As to the suggestion “don't use ‘that’ frequently in writing and try to avoid it wherever possible”—this is an overstated and under-nuanced version of what is actually very sound practical advice: be careful of how and when and how often you use this overworked word.
That has five distinct uses in English:
- As a demonstrative pronoun: That’s the man I saw!
- As a demonstrative adjective (determiner): I saw that man!
- As a relative pronoun (relativizer): He’s the man that I saw.
- As a subordinating conjunction (subordinator): I told you that I saw him.
- As an adverb: The man was about that tall.
That’s a lot of uses; and they’re all very common, so it’s very easy to use that repeatedly without noticing. It's even possible to stack four thats in a row, in four different senses, without being grammatically ‘incorrect’:
I told you that4 that1 that3 that2 man said was totally false.
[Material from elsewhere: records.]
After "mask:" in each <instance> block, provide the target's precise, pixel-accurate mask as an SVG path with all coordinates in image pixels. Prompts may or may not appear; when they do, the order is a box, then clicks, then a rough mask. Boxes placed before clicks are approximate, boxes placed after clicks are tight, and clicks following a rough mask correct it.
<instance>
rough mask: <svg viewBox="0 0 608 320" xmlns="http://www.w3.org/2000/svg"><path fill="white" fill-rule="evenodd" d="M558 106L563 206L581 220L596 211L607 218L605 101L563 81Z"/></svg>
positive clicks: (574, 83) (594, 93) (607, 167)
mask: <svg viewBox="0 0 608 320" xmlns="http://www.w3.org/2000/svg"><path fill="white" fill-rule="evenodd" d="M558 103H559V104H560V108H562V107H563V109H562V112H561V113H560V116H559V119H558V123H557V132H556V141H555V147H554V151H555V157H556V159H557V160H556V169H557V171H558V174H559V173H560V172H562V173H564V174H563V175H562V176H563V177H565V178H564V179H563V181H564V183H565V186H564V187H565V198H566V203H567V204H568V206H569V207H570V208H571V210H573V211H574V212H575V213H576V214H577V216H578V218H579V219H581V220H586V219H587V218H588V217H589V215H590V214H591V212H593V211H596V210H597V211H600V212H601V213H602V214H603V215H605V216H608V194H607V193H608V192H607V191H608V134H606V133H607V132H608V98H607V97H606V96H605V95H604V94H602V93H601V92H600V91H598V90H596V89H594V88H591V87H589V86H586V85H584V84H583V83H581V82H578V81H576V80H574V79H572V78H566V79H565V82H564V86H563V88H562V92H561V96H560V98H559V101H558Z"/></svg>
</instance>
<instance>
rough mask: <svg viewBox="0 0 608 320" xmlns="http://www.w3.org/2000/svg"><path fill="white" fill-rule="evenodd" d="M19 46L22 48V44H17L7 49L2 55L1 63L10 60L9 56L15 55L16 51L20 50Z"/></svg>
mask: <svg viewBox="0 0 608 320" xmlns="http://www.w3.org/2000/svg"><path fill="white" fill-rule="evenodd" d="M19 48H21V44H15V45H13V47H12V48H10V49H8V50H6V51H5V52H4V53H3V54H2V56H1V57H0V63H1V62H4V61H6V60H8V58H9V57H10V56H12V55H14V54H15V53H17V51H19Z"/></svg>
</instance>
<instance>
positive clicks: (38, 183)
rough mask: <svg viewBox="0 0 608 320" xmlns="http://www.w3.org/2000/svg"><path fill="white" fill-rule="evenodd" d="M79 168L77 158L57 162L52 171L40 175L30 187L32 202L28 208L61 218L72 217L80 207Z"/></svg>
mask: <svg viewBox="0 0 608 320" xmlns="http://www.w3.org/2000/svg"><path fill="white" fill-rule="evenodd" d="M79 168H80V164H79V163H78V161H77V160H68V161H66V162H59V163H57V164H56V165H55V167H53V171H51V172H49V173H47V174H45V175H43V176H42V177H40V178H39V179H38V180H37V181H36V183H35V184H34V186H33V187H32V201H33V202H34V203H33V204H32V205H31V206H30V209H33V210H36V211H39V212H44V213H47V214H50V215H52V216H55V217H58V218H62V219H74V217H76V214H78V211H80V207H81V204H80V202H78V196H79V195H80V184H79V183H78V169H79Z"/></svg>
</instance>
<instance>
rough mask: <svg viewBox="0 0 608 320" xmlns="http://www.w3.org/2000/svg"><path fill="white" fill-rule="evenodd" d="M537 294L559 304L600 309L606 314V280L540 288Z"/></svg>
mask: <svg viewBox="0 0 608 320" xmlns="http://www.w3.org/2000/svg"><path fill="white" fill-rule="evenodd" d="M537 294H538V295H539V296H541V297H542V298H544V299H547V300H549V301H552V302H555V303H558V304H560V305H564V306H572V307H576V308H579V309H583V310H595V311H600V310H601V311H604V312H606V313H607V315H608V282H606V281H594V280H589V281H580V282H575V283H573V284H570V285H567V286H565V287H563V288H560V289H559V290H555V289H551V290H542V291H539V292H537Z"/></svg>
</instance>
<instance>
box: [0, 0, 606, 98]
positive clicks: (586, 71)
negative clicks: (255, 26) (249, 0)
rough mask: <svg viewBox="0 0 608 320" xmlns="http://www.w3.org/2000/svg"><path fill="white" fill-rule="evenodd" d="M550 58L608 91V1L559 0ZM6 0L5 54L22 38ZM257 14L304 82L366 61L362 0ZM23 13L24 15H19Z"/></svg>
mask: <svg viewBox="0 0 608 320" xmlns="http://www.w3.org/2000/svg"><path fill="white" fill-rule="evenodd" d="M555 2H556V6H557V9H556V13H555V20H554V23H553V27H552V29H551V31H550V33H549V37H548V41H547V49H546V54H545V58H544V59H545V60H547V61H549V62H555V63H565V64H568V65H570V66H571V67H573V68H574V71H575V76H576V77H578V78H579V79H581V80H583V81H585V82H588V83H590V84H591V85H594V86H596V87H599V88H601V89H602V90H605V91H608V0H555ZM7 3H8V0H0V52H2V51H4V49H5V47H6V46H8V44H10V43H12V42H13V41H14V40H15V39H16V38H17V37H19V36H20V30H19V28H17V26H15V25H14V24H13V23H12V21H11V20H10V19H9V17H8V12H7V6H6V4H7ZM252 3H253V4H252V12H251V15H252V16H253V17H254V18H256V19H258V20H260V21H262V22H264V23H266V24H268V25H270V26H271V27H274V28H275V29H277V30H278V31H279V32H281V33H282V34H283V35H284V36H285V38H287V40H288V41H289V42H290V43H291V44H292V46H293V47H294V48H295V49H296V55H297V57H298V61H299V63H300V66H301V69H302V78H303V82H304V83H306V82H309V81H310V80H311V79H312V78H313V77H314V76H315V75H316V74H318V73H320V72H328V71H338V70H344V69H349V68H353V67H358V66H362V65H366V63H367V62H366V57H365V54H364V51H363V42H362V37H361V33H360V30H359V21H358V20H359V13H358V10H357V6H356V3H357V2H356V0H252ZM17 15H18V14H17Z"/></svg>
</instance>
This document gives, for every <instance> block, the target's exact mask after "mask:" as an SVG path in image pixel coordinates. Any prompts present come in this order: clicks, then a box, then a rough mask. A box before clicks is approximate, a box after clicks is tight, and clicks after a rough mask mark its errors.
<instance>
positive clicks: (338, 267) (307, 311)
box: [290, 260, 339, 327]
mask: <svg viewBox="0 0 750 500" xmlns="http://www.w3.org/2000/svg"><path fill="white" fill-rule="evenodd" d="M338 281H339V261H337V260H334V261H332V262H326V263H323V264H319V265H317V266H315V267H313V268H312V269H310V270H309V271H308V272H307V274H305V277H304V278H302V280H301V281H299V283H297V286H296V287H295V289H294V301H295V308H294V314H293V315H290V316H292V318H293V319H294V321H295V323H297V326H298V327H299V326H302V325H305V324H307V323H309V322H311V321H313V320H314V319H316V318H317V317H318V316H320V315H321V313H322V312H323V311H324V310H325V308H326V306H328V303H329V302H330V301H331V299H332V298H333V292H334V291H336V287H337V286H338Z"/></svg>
That’s hard to parse; and even though you’re unlikely to produce anything that awkward (I had to work hard to produce that), you still want to be careful not to confuse the reader even momentarily by using too many thats. It’s bad practice to use any word in two different senses in the same short passage; and this is particularly dangerous with that, because one of its uses (4) is to distinguish major syntactic units.
So be careful with your thats. Repetition of that in the same sense is OK, because it can establish rhetorically useful parallels; but if you notice you’re using it in different senses, look for ways to paraphrase. Here are a few:
- You may omit many conjunctive4 and relative3
thats (see the link).
- You may always substitute who or which for relative3
- You may often replace a demonstrative pronoun1 with a personal pronoun or with what.
- You may sometimes replace the demonstrative adjective2 with this, or the adverb5 with this or so.
And so forth. Don’t avoid using that—that’s just silly. But do avoid using that confusingly.